Remember you only get one body... so treat it right... it's ain't a car where you can buy a new one once you wreck it.


----------



## Bert (27 Dec 2005)

Check out Paracowboy's threads in Training.  Good useful info there.  As George
says, seeing your Doctor and a Dietician will give you objective information.

Don't focus on loosing significant weight.  Check your fitness level using the self-test
provided in the application package or on the CF's recruiting site.  Your fitness level is
more important and may be better served in the next weeks training cardio, strength and
endurance.  Eat enough to take the hunger away but avoid over-eating.  Cross-train with
weights, aerobics, circuit training, running, and distance power walks/marchs.

If you train in the gym, try to work out earlier in the day to maximize your metabolism.
Eat several smaller balanced meals a day, once in the morning, snack, lunch, snack, and 
supper.  Make sure you rest on rest days in order to avoid over-training injuries.  

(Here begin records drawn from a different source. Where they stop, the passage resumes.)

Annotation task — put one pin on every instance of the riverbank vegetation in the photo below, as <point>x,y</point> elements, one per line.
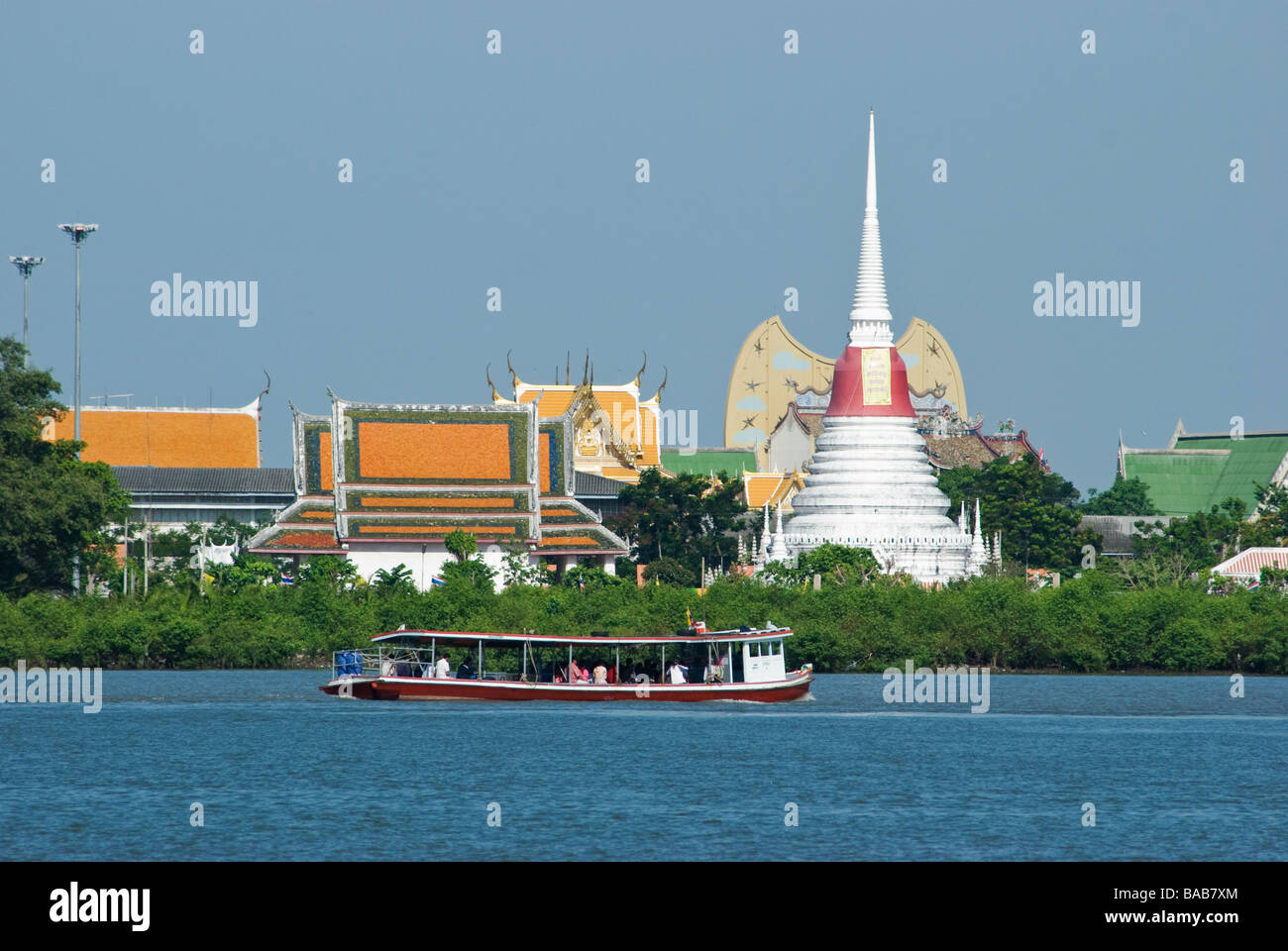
<point>1087,625</point>
<point>1158,609</point>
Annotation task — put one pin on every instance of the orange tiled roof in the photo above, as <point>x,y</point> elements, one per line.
<point>768,487</point>
<point>438,450</point>
<point>434,528</point>
<point>165,437</point>
<point>434,502</point>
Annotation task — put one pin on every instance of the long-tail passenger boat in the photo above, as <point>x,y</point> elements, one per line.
<point>703,665</point>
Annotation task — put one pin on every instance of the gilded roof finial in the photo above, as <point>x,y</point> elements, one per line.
<point>666,375</point>
<point>514,376</point>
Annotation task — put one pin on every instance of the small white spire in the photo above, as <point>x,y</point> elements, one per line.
<point>870,317</point>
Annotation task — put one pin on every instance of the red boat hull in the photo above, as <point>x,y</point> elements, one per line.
<point>795,687</point>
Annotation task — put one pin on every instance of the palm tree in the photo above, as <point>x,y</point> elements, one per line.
<point>397,581</point>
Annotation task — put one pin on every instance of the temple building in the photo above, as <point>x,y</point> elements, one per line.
<point>206,437</point>
<point>870,480</point>
<point>1198,471</point>
<point>181,466</point>
<point>616,433</point>
<point>382,484</point>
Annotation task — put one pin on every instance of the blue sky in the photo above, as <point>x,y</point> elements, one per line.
<point>518,171</point>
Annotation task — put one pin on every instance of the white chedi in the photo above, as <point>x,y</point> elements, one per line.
<point>870,480</point>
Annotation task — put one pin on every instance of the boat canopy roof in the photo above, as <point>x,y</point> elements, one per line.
<point>696,638</point>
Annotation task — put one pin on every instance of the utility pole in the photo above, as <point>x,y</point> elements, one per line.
<point>78,234</point>
<point>25,264</point>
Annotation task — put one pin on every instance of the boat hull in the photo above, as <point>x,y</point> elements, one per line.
<point>795,687</point>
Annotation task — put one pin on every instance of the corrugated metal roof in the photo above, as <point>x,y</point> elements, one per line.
<point>1117,531</point>
<point>591,486</point>
<point>153,479</point>
<point>706,462</point>
<point>1205,471</point>
<point>1250,561</point>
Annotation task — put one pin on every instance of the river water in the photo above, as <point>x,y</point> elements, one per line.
<point>1173,768</point>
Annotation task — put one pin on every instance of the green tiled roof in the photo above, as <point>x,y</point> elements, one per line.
<point>1202,471</point>
<point>706,462</point>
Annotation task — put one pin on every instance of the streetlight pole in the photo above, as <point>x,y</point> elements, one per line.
<point>78,234</point>
<point>25,264</point>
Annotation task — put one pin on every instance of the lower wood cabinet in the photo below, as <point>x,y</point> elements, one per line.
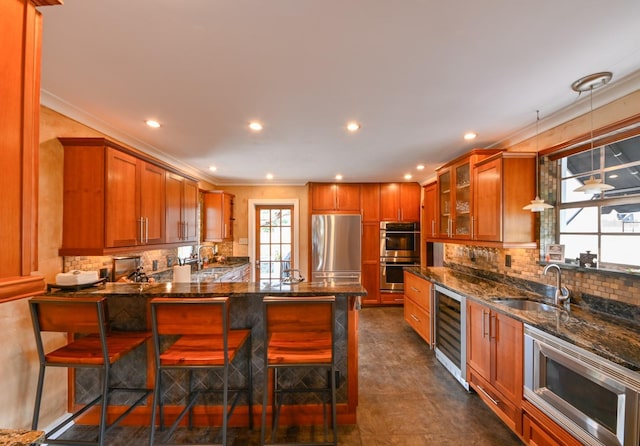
<point>540,430</point>
<point>391,298</point>
<point>417,305</point>
<point>494,361</point>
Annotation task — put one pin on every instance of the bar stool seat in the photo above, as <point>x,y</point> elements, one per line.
<point>193,334</point>
<point>299,332</point>
<point>91,344</point>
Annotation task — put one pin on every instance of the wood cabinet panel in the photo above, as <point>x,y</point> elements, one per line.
<point>122,229</point>
<point>21,25</point>
<point>181,209</point>
<point>218,216</point>
<point>392,298</point>
<point>495,361</point>
<point>334,197</point>
<point>370,202</point>
<point>502,184</point>
<point>429,211</point>
<point>417,305</point>
<point>400,202</point>
<point>371,283</point>
<point>152,202</point>
<point>115,199</point>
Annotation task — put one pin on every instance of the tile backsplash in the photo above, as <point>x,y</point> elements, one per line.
<point>162,258</point>
<point>525,265</point>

In BMQ, you'll loose alot of weight.  Remember, after you get out of BMQ, reduce your
eating habits.  The physical tempo of post-BMQ (depends on element and trade) won't
be as high and one doesn't want to put the weight back on again.

If anything, focus on your cardio and endurance.  Good luck.


----------



## Fishbone Jones (27 Dec 2005)

All the information you need is already available here. Search around a little, starting with paracowboy's thread.


----------